1907, S. 777 Fig. 17.
Es ist nicht meine Aufgabe, hier auf die Vorteile des Mischers für den
Stahlwerkbetrieb einzugehen; die letzten zehn Jahrgänge von „Stahl und Eisen“
bieten hierfür reiches Material, auch ein Aufsatz von Brisker in D. p. J. 1902, S. 447 ist in dieser Richtung sowie für die
sonstigen Vorgänge in einem Stahlwerk zum Nachlesen zu empfehlen.
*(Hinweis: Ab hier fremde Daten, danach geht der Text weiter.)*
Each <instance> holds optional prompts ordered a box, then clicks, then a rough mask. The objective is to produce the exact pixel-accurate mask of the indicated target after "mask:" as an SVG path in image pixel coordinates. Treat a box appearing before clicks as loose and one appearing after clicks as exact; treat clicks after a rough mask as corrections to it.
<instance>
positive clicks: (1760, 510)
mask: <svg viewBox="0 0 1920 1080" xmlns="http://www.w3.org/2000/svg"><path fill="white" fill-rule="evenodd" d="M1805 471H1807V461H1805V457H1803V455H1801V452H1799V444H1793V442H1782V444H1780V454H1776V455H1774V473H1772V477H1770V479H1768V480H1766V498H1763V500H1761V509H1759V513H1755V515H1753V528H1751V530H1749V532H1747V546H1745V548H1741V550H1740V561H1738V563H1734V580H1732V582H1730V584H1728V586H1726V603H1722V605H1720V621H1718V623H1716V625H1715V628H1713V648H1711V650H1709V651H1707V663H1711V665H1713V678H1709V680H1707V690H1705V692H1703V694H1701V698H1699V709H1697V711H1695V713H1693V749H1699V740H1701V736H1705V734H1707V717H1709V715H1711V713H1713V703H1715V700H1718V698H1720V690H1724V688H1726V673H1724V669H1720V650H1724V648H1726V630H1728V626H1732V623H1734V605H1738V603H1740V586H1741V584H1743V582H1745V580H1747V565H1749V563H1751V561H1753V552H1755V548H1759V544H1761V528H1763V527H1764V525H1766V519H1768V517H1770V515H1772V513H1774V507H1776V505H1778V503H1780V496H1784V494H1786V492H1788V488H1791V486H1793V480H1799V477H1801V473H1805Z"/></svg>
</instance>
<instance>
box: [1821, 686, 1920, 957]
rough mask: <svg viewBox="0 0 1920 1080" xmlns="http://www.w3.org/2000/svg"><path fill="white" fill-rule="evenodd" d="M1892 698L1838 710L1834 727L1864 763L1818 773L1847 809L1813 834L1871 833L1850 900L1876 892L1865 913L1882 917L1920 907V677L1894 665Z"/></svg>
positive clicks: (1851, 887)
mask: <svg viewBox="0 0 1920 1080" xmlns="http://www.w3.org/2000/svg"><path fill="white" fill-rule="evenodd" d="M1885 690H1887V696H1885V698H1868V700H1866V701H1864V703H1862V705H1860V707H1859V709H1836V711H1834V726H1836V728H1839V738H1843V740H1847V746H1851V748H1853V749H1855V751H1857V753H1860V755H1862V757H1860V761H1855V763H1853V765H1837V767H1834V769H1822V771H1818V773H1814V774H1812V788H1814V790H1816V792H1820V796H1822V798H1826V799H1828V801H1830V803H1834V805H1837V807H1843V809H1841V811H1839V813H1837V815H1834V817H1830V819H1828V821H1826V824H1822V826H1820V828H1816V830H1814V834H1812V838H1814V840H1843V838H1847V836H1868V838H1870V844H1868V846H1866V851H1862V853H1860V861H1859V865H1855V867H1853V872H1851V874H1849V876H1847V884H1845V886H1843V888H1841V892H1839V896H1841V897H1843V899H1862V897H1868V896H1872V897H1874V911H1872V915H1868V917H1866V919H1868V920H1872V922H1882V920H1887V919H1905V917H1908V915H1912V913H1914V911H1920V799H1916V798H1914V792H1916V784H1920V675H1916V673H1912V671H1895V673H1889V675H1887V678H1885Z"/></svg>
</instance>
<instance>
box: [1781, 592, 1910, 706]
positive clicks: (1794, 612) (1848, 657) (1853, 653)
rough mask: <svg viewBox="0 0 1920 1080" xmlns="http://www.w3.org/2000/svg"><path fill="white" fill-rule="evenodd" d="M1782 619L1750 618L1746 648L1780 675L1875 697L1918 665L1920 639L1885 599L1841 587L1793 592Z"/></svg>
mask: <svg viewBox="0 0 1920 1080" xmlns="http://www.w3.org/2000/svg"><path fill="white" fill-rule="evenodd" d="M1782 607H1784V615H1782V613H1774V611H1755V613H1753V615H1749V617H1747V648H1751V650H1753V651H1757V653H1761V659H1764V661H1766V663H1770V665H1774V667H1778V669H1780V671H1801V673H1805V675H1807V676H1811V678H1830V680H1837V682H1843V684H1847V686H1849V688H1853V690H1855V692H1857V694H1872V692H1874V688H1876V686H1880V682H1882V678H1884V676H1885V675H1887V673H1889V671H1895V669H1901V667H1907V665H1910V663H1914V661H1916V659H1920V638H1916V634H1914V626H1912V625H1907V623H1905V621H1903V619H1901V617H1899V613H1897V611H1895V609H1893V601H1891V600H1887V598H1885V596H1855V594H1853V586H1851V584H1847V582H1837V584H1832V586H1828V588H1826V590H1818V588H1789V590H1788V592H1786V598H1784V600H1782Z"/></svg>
Die in einem Bessemer- oder Thomas-Werk
üblichen Hilfsmittel für den Materialtransport bis zur Gießhalle kann ich hier
übergehen, da sie erst kürzlich in dieser Zeitschrift von Michenfelder behandelt worden sind.D. p.
J. 1907, S. 663 u. f.
Ich möchte nur hierzu bemerken, daß der Transport der Gießpfanne mit dem flüssigen
Roheisen vom Mischer zur Bessemer-Birne in neueren
Werken stets durch Laufkrane bewerkstelligt wird.
Der weitere Weg des Materials von der Gießhalle aus ist bei beiden
Stahlerzeugungsprozessen der gleiche, weshalb ich mich hier auf Martin -Werke beschränken werde.